One member of the group, who was already down to two cigarettes a day the week prior, reported back that they had not smoked at all since the last meeting, and was met with an ovation and friendly smiles.

We were given a fact sheet about what we can look forward to when we quit. Here are a few highlights:

After 20 minutes, blood pressure drops back to normal. After eight hours, the carbon monoxide levels in the blood stream drop by half, and oxygen levels return to normal. After 48 hours, all nicotine will have left the body and senses of taste and smell return to normal. After two weeks, circulation begins to steadily increase, and will continue to improve for 10 weeks. After one year, risk of heart attack drops by half. After 10 years, risk of lung cancer returns to that of a non-smoker. These are only a few examples.

These really do give me something to look forward to. I'd love to have my circulation and lung capacity back. In high school, before I started smoking, I ran a 4:39 mile - my mile time now is something like seven minutes, and I have no excuse for this failure. This brings me to the theme of Tuesday's meeting: what it is we don't like about smoking. It was the polar opposite of last week's theme, when we sat around the table discussing how wonderful tobacco made us feel.

We were asked to make collages from various magazines about what we look forward to about quitting, or what we don't like about smoking. Lark supplied two porno mags in addition to copies of Out, Time, and The Economist. As soon as the porn hit the table, we began in a fit of creative excitement.

I was impressed with all the collages from my fellow group members. They were well-thought-out and revealed quite a bit. One member of the group, who has already quit using tobacco, used his collage to symbolize that he wanted to add more years to his life. Some collages featured transitional themes - half of the piece symbolizing life as a smoker, the other half as a non-smoker. Money was a common theme in most of the collages, as well.

As I was completing mine, we were given a pink and purple packet of papers entitled "My Quit Plan." I immediately started freaking out, and I wanted a cigarette right then and there.

A heated debate ensued in the group as to deciding our quit date, and the decision was tabled until next week. As far as this week goes, I requested another STAND worksheet and I plan to document cigarettes for the purpose of beginning to cut down. That's right, three weeks in, and now I'm going to attempt cutting down. Frankly, the idea in itself stresses me out, and you already know what I tend to do when I'm stressed.

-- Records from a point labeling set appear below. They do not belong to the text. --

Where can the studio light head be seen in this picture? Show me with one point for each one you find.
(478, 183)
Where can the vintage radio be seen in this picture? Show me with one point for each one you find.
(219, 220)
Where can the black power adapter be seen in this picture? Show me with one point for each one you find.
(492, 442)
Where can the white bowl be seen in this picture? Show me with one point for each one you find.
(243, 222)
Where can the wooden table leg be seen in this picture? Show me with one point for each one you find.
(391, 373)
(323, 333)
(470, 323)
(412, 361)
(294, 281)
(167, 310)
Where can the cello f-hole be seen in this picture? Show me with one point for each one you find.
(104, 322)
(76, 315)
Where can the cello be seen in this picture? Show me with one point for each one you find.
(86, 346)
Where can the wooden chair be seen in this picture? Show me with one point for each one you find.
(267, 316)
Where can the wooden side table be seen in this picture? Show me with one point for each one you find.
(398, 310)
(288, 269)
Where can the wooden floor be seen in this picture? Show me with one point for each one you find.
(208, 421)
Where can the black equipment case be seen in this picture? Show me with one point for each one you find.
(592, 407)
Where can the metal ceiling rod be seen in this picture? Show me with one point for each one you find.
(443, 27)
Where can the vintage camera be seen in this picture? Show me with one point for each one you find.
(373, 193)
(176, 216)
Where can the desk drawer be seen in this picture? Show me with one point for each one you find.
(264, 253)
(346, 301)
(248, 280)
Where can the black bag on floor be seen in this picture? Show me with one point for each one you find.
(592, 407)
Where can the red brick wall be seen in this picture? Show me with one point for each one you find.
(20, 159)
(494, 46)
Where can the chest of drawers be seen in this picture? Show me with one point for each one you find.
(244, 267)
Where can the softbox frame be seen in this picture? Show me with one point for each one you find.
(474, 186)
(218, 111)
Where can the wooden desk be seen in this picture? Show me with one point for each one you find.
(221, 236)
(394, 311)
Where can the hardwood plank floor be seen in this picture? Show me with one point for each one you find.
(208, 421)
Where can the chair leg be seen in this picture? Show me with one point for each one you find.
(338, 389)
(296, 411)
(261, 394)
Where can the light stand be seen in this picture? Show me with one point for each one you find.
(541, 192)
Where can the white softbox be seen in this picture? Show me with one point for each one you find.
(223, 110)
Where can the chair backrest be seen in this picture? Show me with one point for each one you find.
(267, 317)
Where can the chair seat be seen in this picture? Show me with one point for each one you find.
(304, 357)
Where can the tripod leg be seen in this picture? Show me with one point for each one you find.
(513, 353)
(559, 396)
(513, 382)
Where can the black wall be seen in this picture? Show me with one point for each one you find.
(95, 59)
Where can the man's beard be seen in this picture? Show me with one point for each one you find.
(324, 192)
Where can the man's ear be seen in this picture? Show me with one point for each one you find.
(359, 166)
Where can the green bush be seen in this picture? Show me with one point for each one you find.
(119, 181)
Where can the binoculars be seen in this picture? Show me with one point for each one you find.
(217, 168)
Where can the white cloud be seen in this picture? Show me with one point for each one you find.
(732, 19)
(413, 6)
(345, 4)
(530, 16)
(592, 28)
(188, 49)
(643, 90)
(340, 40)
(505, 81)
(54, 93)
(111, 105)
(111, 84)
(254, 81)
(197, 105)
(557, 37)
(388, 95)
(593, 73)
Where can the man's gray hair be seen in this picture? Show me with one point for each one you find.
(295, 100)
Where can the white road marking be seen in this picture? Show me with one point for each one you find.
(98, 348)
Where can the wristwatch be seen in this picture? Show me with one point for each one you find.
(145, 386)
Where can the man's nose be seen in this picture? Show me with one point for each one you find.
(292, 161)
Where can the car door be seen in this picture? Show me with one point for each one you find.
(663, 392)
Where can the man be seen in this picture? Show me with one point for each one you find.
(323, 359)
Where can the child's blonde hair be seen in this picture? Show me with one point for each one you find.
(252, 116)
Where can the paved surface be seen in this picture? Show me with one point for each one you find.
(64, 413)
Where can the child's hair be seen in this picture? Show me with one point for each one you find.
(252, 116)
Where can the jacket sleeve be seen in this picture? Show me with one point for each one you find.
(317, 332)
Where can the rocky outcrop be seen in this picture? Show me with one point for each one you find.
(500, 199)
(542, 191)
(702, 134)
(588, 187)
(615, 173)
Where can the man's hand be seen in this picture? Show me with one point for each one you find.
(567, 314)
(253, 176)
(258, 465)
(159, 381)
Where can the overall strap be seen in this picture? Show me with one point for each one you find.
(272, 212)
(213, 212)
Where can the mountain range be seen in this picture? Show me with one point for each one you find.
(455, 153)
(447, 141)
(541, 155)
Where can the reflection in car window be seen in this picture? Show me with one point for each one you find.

Lately, I've been thinking a lot about how fortunate I am for having only been a smoker for two years. It's likely that it will be easier for me to quit than other members of my group. I've been thinking about other reasons I want to quit, too. I cough during sex, and hate myself for it. I hate waking up in the mornings with my lungs still full of smoke. I also think of my mother, who's been in and out of the hospital for the last two years with heart problems, and I see my future in her.

Now, I love cigarettes, but I owe it to not only the people I love, but to myself, to quit them. I'm a war veteran, I've climbed a 19,334-foot mountain, I've led marches of hundreds of people in the streets, I've crafted a loving relationship with a wonderful girl, I make awesome stir-fry, and I can almost always find Waldo. I know I'm better than cigarettes, and now is the time to prove it.

This column took zero cigarettes to write.